# do dart frogs need a water area?



## tongo (Jul 29, 2007)

hey a newb here and i've been reading and looking at a lot of post on here. i have seen tanks with waterfalls and tanks with sitting water and no pumps. i also see some tanks with no water feature at all. do dart frogs need a water feature or is it just for looks?

also i want to build my first dart frog tank soon and was wondering if having a tiny pool in the corner of my tank would be ok? no filter or pump just maybe some type of small aquatic plant. would this setup be ok?

thanks for taking a look


----------



## KeroKero (Jun 13, 2004)

No, it's not needed, and is usually there for the person... if the water is moving it's definately there just for the person. A shallow water bowl works perfectly fine, or if the tank has very good constant humidity and drying out isn't an issue, no water body at all.

You can have a pond in your tank if you want, there are a number of guys in the parts and construction area. Usually for begining it might be easier to stay away from anything complex (waterfalls especially can get really involved) but check out some of the threads and see if there is something you'd like to do


----------



## pl259 (Feb 27, 2006)

Ditto what Corey said, and I would add that a water dish or pond is strongly recommended, especially for beginners. I do one or the other in every one of my tanks. The reason is that the pond gives the frogs an easy way to self regulate their moisture content. They sit in it and uptake what they need. You still need to maintain a high humidity in the tank. It just provides another option for them and a little more insurance for you.

Ponds also provide a natural looking deposition site for tadpoles. I'm a big fan of tank raised tads. Not all of my tads do well when tank raised but I do it when and wherever I can.
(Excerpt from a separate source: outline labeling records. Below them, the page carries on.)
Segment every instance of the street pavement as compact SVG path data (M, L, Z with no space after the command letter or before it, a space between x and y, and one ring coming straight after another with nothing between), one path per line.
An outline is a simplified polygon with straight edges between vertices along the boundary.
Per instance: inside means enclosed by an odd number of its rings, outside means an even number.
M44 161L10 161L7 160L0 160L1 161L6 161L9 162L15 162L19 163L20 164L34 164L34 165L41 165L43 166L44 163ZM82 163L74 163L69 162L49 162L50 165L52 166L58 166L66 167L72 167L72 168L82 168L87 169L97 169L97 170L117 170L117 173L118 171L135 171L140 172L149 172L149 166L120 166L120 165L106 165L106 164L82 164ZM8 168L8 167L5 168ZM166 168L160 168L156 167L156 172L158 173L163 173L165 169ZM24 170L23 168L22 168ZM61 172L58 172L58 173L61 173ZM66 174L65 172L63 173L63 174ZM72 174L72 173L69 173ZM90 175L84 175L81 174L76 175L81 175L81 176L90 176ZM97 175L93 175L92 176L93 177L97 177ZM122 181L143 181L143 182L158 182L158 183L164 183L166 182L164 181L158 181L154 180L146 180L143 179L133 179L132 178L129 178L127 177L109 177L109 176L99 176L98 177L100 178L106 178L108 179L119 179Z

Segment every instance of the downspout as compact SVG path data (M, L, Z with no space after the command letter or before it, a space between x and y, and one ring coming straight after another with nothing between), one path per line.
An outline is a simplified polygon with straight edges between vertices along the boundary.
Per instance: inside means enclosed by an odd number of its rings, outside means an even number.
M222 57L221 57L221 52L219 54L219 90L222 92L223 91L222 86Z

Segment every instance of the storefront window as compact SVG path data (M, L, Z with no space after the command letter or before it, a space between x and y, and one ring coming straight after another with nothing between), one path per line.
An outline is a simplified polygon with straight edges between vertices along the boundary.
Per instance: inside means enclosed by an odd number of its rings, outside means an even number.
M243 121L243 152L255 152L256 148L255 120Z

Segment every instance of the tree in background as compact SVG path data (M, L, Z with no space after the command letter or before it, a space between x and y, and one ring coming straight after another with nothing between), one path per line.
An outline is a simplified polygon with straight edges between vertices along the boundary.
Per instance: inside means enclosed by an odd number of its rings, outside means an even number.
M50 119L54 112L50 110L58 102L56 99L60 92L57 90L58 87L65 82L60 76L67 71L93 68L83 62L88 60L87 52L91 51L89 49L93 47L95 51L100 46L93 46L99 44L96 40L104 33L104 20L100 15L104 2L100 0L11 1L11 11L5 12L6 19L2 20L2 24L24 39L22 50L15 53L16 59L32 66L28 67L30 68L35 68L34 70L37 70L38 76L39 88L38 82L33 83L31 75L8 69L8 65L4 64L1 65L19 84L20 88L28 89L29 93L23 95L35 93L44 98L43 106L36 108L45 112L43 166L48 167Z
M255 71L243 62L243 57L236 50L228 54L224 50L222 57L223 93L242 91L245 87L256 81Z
Lastly, a pond that's created by pulling back and exposing the water in the drainage layer, provides a convenient place to siphon off the excess water that's accumulated.


----------



## tongo (Jul 29, 2007)

sweet and thank you for the fast replies.

my idea was just that, to have a slope in the land in the corner that will expose the water in the drainage layer. thanks for all your help.

also howoften do i do water changes?


----------